Plus qu’à étaler une couche de compote maison qui attend dans son bac en inox, à disposer par-dessus les fruits juteux et sucrés, sans oublier la petite touche finale. « On ajoute un peu de sucre pour que ça brille comme les yeux d’Aziza ! Et si les tartes ne sont pas assez dorées, on fera un sirop », clame Pierre Blivet, employé par la collectivité, qui possède un bac pro restauration. Ce jour-là, il met la main à la pâte pour seconder le chef, occupé à d’autres tâches. Dans une salle attenante, Samuel allonge en effet sa béchamel destinée à venir napper les restes de poulet au curry de la veille et les rondelles de carottes dont le surplus servira dans une soupe ou un cake. Rien ne se perd, tout se transforme. « Avant, presque toute la nourriture atterrissait à la poubelle, il fallait être deux pour la porter. Les enfants ne mangeaient pas ce qu’on leur servait. Il faut dire que même nous qui réchauffions les barquettes, nous ne savions pas ce qu’il y avait dedans… », soupire Aziza. « Maintenant, ça n’a plus rien à voir, on fait même la confiture ! » lance-t-elle, sourire jusqu’aux oreilles. À lire aussi : Sur TikTok, les cantiniers font recette De quoi redorer l’image de la cantine scolaire qui, depuis des générations, donne la grimace à des élèves gavés d’aliments transformés insipides. « On n’est pas jusqu’au-boutistes, sourit cependant Pierre Blivet. Le yaourt, le pain et le fromage blanc, on les achète tout faits. Et on continue de proposer du chocolat, des bananes et du sucre de canne même s’ils ne sont pas produits localement. » Mais, autant que possible, la cantine de Maryse-Bastié maintient le cap qu’elle s’est fixé il y a un an : des mets faits maison à base de produits bio, locaux et de saison.

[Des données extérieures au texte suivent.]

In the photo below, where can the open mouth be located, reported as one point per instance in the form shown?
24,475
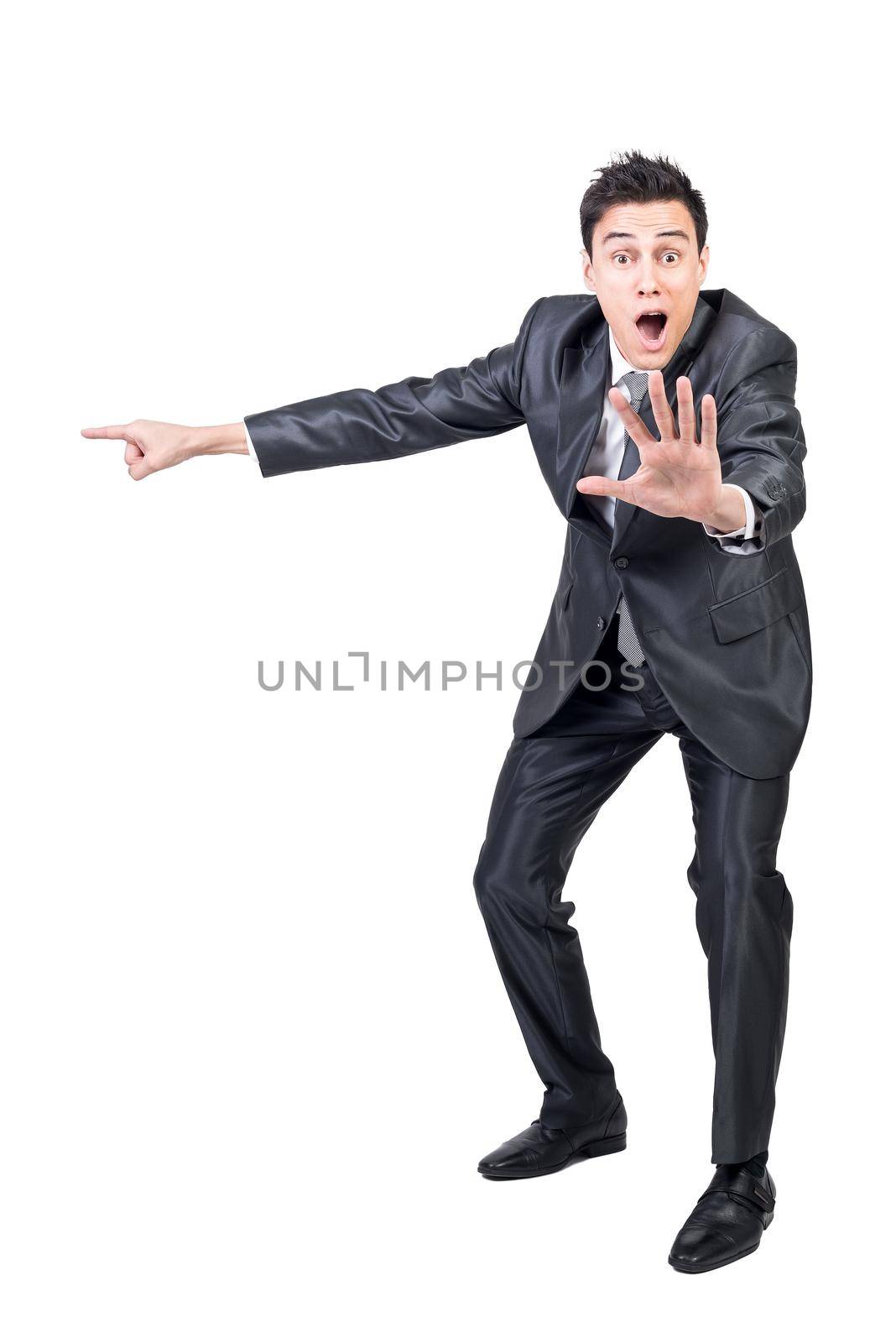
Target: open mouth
652,329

Les agents de la cantine y gagnent également au change : ils et elles participent désormais à l’élaboration du repas. Photo Lea Crespi pour Télérama.
Un tour de force dans une ville de 35 000 habitants insérée dans le tissu urbain du Grand Paris. On connaissait le projet du chef Pierre-Yves Rommelaere au collège de Lézignan-Corbières, une commune de l’Aude environnée de champs, ou celui de Jean-Marc Mouillac à Montignac, dans le Périgord noir. Mais dans la plus grande métropole de France et si proche de la capitale, personne n’y croyait. « En milieu urbain, le lien à la terre est plus distant, et les circuits courts plus compliqués à mettre en place. Tout le monde nous disait que c’était impossible, on nous prenait pour des doux dingues, d’autant que cela fait quarante ans qu’on raconte aux élus que l’avenir est aux cuisines centrales, à la liaison froide et à l’agro-industrie », gronde le maire de Romainville, François Dechy (DVG).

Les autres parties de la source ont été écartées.